Wednesday, May 2, 2012

Lunch Week 15: Kamut Stew

So every Sunday, I head over to the kitchen to whip up a big batch of food for lunch next week. Yes, I brown bag. And I almost always do it, unless I become too busy to even buy cold cuts from the deli. I do it for several reasons being health, finance, and laziness. Now, you may think that spending hours on a day off to prep and cook five meals at once is hardly lazy. But let me remind you, I hate it when the time comes to decide what to eat for lunch every day. I work in Midtown so the choices are endless. My problem, the more choices, the harder it is for me. So it's much easier for me to have my lunch ready and already decided.

So my lunch for the week: Kamut Stew
This week's lunch was more about cleaning out the kitchen than making something really good. I'm trying not to buy new ingredients especially when I have unused things both in the refrigerator/freezer and pantry.
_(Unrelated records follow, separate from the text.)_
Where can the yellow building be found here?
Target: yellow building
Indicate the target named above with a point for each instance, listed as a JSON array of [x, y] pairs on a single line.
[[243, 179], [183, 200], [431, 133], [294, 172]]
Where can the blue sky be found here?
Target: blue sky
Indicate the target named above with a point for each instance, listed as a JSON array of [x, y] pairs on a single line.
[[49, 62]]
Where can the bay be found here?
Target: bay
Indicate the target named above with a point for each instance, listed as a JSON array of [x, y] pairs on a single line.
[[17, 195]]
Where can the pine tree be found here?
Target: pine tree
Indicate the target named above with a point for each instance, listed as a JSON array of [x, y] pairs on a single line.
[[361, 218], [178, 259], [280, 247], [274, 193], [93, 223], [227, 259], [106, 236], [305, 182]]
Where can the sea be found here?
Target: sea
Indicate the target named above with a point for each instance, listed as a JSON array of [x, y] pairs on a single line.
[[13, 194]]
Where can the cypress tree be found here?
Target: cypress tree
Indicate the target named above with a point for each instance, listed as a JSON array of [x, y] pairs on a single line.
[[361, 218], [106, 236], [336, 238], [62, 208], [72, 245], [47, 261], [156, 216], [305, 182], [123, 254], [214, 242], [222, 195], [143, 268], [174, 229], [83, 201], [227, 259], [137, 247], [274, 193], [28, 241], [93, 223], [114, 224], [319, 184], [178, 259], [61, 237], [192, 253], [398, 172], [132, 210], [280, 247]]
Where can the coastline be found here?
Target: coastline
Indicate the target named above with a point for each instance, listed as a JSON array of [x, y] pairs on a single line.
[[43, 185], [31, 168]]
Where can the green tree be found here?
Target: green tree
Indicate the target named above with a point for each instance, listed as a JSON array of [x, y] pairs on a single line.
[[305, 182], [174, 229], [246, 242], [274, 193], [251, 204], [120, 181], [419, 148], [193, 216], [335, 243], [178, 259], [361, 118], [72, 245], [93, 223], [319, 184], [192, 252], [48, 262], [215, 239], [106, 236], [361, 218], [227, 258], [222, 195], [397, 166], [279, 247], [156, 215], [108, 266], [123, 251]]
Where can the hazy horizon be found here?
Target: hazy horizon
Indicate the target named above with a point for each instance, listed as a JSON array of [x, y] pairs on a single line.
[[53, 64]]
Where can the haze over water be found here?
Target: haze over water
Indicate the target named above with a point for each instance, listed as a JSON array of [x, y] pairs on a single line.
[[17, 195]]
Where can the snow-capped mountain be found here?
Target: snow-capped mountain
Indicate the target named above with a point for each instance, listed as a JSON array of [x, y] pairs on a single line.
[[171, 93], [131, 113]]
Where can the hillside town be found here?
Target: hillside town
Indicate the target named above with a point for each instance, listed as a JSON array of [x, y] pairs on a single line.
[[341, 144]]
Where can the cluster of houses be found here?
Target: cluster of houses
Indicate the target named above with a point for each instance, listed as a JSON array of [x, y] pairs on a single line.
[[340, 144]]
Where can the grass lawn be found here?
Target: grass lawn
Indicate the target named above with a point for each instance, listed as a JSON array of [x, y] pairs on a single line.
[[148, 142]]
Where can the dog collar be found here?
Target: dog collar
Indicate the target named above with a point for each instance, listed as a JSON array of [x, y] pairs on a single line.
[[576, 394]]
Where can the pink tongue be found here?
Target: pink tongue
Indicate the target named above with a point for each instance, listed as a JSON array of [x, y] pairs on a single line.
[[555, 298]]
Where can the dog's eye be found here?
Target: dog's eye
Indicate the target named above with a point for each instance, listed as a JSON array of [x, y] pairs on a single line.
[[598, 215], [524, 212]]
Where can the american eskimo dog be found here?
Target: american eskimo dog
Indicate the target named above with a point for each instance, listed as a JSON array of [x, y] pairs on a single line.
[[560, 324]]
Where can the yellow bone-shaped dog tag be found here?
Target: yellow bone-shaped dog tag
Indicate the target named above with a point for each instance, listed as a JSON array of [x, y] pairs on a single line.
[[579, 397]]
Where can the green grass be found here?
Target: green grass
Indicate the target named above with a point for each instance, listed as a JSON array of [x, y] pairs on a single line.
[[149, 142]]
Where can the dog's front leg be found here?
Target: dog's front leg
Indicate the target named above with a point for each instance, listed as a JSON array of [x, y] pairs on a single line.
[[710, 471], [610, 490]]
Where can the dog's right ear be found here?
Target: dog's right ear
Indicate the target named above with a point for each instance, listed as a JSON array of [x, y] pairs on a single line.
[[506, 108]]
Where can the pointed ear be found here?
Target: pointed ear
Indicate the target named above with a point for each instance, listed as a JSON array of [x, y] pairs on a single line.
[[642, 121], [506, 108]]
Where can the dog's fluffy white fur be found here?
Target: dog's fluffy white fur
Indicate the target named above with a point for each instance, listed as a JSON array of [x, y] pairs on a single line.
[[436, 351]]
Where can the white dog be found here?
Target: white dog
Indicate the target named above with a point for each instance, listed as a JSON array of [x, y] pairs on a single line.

So I looked through what I had and found an unused bag of dry kamut from my Ancient Grain demonstration from last year. Hmm, it reminded me of this farro recipe I had seen earlier. So I decided to finally use it in a stew type dish filled with vegetables and sauce with homemade marinara and leftover red wine beef sauce.

First thing I did was cook the kamut because it takes about an hour and a half on the stove. Just fill the pot with water, bring to boil, add salt, and kamut. The back of the bag shows the proportions (3 cups of water per 1 cup of dry kamut). Boil and simmer for approximately an hour and half until soft.
 While that cooked, I prepared the stew. I chopped up carrots, fennel, onions, celery, and garlic.

 Into a large pan to cook down until very soft.
Then I added marinara sauce, red wine beef sauce, and leftover veal osso buco sauce. It was pretty much whatever I was still storing in the freezer.
I let that come to a simmer then I added frozen spinach and the cooked kamut.
Last step, is the leftover cheese which was grated mozzarella and crumbled feta cheese. This added a rich creaminess to the dish without making it cheesy. It was almost like adding cream.
So how did it taste? Meh. The hodge podge of ingredients wasn't anything exciting and tasted like a rich vegetable soup. The kamut is nutty and added lots of great chewy texture. Be warned though, it is extremely filling. It feels as if it expanded in my stomach. I ate lunch at 1pm and wasn't hungry until 9pm that night. So I guess if you're looking for a filling carb, this is it.